It’s been a while since I’ve taken up space on this page.

It isn’t that I haven’t had anything about which to write. The problem has been finding the time to put it on paper.

I’ve been preparing for a new semester, and I’m working with a new textbook. This means that all those lectures based on the old textbook, the ones I’ve become very comfortable with over the last several years, are out the window. Yes, students, your instructor has sometimes recycled class materials, all of which are now irrevocably obsolete.

American government being my discipline, I’ve been spending much of my time mulling over the Constitution, and melding some (hopefully) original, thoughts into lectures based on the new tome.

When I go through this exercise, my takeaway has always been the same. I am, at the same time, both encouraged and discouraged.

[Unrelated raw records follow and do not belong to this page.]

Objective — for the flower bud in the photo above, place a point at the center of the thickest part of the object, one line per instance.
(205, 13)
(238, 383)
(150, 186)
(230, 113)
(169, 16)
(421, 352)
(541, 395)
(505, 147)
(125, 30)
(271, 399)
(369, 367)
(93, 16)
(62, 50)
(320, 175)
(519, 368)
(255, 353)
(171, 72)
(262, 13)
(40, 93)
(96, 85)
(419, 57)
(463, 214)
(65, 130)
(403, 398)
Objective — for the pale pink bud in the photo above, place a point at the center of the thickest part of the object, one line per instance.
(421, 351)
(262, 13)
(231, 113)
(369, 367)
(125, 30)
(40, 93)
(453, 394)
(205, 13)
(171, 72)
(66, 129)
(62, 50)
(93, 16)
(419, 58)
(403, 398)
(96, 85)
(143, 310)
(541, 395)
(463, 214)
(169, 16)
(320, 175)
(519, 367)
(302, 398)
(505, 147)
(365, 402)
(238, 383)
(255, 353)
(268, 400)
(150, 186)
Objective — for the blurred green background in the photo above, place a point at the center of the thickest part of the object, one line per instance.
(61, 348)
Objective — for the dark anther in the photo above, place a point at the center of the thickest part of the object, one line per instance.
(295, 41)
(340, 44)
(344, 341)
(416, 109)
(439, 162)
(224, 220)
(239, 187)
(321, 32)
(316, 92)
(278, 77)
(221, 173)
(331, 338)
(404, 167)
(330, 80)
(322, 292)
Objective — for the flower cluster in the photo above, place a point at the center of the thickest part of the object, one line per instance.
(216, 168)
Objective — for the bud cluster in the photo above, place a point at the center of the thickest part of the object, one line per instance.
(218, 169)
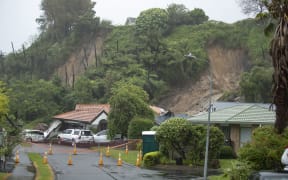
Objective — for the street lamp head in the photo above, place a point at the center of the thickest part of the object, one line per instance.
(190, 55)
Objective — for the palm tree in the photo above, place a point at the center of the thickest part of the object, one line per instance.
(278, 9)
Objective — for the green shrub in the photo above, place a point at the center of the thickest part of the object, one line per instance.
(238, 171)
(265, 149)
(152, 158)
(226, 152)
(137, 125)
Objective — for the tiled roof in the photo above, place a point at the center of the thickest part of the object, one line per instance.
(92, 107)
(157, 110)
(238, 114)
(84, 112)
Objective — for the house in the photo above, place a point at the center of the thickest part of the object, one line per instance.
(85, 116)
(237, 120)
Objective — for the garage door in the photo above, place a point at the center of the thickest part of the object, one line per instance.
(245, 135)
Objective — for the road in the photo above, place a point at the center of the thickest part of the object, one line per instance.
(85, 166)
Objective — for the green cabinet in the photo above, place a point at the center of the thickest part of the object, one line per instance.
(149, 142)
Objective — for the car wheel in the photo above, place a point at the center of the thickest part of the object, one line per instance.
(59, 140)
(73, 142)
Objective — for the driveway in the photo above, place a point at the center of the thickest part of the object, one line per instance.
(85, 166)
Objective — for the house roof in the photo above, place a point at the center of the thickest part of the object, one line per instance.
(157, 110)
(238, 114)
(84, 112)
(92, 107)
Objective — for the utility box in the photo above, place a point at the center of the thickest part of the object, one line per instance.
(149, 142)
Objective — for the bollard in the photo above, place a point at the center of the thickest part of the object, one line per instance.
(108, 151)
(137, 160)
(100, 163)
(45, 161)
(17, 157)
(70, 160)
(126, 150)
(140, 156)
(119, 162)
(74, 149)
(50, 152)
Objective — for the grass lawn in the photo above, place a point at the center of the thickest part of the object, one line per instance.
(4, 175)
(225, 164)
(43, 171)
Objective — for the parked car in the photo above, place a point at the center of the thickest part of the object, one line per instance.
(32, 135)
(101, 137)
(76, 136)
(267, 175)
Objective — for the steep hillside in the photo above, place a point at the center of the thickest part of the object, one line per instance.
(79, 61)
(226, 68)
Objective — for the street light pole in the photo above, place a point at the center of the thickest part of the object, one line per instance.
(208, 128)
(190, 55)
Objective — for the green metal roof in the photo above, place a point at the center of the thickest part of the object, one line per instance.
(238, 114)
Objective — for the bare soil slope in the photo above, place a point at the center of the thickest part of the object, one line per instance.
(78, 62)
(226, 68)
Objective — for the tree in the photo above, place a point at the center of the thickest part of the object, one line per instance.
(150, 27)
(4, 101)
(61, 16)
(197, 16)
(10, 128)
(252, 6)
(177, 14)
(137, 125)
(176, 134)
(277, 9)
(127, 101)
(188, 141)
(265, 149)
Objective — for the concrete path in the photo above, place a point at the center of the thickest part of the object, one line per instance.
(24, 169)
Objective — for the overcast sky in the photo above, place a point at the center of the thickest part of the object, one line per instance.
(18, 24)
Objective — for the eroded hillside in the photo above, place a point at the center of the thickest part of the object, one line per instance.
(78, 62)
(226, 68)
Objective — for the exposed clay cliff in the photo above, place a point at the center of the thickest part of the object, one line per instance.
(226, 66)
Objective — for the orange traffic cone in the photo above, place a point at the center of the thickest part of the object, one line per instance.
(108, 151)
(50, 152)
(100, 163)
(17, 157)
(126, 150)
(45, 160)
(74, 149)
(119, 162)
(70, 160)
(137, 160)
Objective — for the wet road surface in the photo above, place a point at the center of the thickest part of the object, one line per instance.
(85, 166)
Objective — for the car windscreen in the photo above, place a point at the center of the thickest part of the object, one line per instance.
(35, 133)
(76, 132)
(86, 133)
(67, 131)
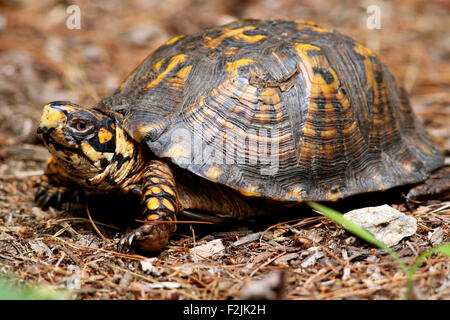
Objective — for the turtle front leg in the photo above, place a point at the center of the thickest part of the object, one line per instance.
(161, 204)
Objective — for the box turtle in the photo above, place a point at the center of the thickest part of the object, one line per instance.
(234, 119)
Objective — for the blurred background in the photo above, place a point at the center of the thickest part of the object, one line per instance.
(46, 56)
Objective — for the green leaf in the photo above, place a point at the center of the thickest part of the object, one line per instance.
(362, 233)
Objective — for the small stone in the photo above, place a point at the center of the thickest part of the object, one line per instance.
(436, 236)
(384, 222)
(270, 287)
(244, 240)
(207, 250)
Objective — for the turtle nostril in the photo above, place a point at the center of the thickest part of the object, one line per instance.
(42, 129)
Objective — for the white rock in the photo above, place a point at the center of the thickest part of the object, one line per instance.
(208, 249)
(384, 222)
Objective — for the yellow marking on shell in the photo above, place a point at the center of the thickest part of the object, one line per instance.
(225, 123)
(173, 40)
(154, 180)
(155, 190)
(270, 96)
(334, 193)
(140, 131)
(153, 204)
(104, 135)
(237, 34)
(184, 72)
(408, 167)
(250, 191)
(307, 62)
(234, 65)
(229, 51)
(167, 189)
(294, 193)
(174, 61)
(122, 85)
(306, 22)
(328, 132)
(158, 172)
(213, 172)
(153, 217)
(177, 150)
(168, 205)
(158, 64)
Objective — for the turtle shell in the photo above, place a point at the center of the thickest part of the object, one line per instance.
(279, 109)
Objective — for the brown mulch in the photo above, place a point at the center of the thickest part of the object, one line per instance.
(75, 248)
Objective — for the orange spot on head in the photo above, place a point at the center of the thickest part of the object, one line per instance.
(168, 205)
(104, 135)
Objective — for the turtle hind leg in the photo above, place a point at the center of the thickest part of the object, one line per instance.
(160, 204)
(437, 186)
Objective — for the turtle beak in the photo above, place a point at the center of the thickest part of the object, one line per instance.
(53, 115)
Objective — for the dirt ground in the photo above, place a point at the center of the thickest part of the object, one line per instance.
(307, 256)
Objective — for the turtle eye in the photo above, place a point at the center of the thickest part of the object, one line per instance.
(81, 125)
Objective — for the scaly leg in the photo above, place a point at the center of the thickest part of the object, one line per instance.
(161, 204)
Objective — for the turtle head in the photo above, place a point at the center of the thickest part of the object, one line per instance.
(83, 140)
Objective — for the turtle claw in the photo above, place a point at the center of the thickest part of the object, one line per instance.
(148, 237)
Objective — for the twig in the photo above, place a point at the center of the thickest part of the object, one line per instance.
(93, 224)
(155, 281)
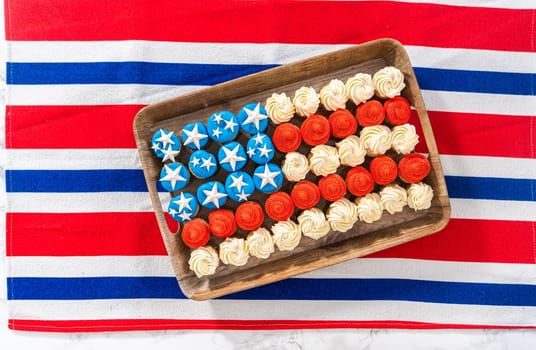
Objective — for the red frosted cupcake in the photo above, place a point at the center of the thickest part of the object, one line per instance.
(413, 168)
(332, 187)
(287, 137)
(222, 223)
(397, 110)
(195, 233)
(279, 206)
(359, 181)
(305, 194)
(383, 169)
(370, 113)
(249, 216)
(315, 130)
(342, 123)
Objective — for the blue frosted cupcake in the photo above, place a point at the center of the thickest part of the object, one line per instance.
(232, 156)
(222, 126)
(253, 118)
(260, 148)
(212, 195)
(174, 177)
(183, 207)
(268, 178)
(239, 186)
(194, 135)
(165, 144)
(202, 164)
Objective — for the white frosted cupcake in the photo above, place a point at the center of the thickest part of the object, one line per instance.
(313, 223)
(306, 101)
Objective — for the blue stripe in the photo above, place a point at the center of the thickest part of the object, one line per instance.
(132, 180)
(209, 74)
(29, 288)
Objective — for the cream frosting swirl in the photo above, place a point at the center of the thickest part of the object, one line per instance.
(420, 196)
(260, 243)
(369, 208)
(404, 138)
(333, 96)
(376, 139)
(279, 108)
(393, 198)
(360, 88)
(351, 151)
(388, 82)
(324, 160)
(287, 235)
(306, 101)
(295, 166)
(313, 223)
(203, 261)
(342, 215)
(234, 251)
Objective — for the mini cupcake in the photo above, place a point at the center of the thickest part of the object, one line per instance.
(222, 126)
(287, 137)
(370, 113)
(383, 170)
(305, 194)
(279, 206)
(359, 181)
(195, 233)
(313, 223)
(388, 82)
(253, 118)
(165, 144)
(202, 164)
(332, 187)
(204, 261)
(268, 178)
(260, 243)
(279, 108)
(239, 186)
(234, 251)
(249, 216)
(195, 135)
(183, 207)
(212, 195)
(342, 123)
(287, 235)
(260, 149)
(306, 101)
(333, 95)
(232, 156)
(174, 177)
(295, 166)
(315, 130)
(359, 88)
(413, 168)
(369, 208)
(221, 223)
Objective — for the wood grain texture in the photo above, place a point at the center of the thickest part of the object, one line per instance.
(311, 254)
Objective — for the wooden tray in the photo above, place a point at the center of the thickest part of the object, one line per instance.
(334, 248)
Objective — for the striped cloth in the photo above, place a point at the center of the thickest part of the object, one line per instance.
(83, 249)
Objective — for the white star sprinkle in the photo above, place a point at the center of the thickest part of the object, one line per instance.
(254, 116)
(172, 175)
(267, 177)
(231, 156)
(194, 136)
(213, 196)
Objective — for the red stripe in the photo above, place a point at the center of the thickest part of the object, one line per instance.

This time has been no different.

I find encouragement in the fact that this one document, adopted 229 years ago when 13 colonies became states, remains the foundation for a nation that has grown to more 330 million people, a nation that now spans from the Atlantic to the Pacific – and then west to tropical islands and north to what was once termed “Seward’s Folly.”

By comparison, according to one source, in the 69 years from 1789 to 1858, France had 16 different constitutions

What I find amazing is how much practical wisdom is packed into just over 4,500 words of prose.

It has only seven articles, or sections. The Constitution of South Africa (adopted in 1996) has 244.The Constitution of India (1950) has 395.

It has survived almost intact since its adoption, along with the Bill of Rights shortly thereafter. Since 1791, more than 11,600 amendments have been proposed, but only 17 have been successfully adopted. The California state constitution has been amended more than 520 times.

The document was not written by angels, or philosophers arguing over how many of those angels would hypothetically fit on the head of a pin. It was hammered out by men with serious disagreements – some of which would lead to the Civil War only 70 years later – but they persisted, because failure was not an acceptable option.

I am impressed by the fact that the first 10 amendments to the Constitution, the Bill of Rights, were not intended to empower the government, but to protect the governed from government overreach – and from leaders with totalitarian tendencies.

I am in awe of a system of checks and balances that has functioned, like a well-tuned clock, as intended, down to the present day.

As noted, I am also discouraged.

I am disappointed in elected leaders who seem more committed to achieving their political agenda than they are in the maintenance of the Constitution itself.

I am appalled at the willingness of some to prevaricate, which is a fancy word for “lie,” to curry favor with a chief executive who has exhibited limited understanding of the Constitution’s content or intention, for short-term political gain, and at the risk of undercutting the institutions and procedures intended to protect our long-term freedom and independence.

I am afraid of damage to our national soul that may long outlast the perpetrators of the damage itself.

I think we take the Constitution for granted. Perhaps we should not. According to that new textbook, if 18 delegates in New York, Virginia, and Massachusetts (that’s just 3 percent of the 580 votes cast in their state conventions) had changed their votes in the ratification process, the Constitution would never have been adopted in the first place.

But it was, and my thanks go out belatedly to folks like James Madison, who wrote, with uncanny foresight, in the Federalist Papers that “enlightened statesmen may not always be at the helm.” Again, from the textbook, “The Constitution did not ask people to be virtuous, instead, it developed a government that would operate smoothly even if its citizens were greedy and its leaders corrupt.”

I think this new textbook (By the People, Brief Third Edition/Marone, Kersh) might just have some potential.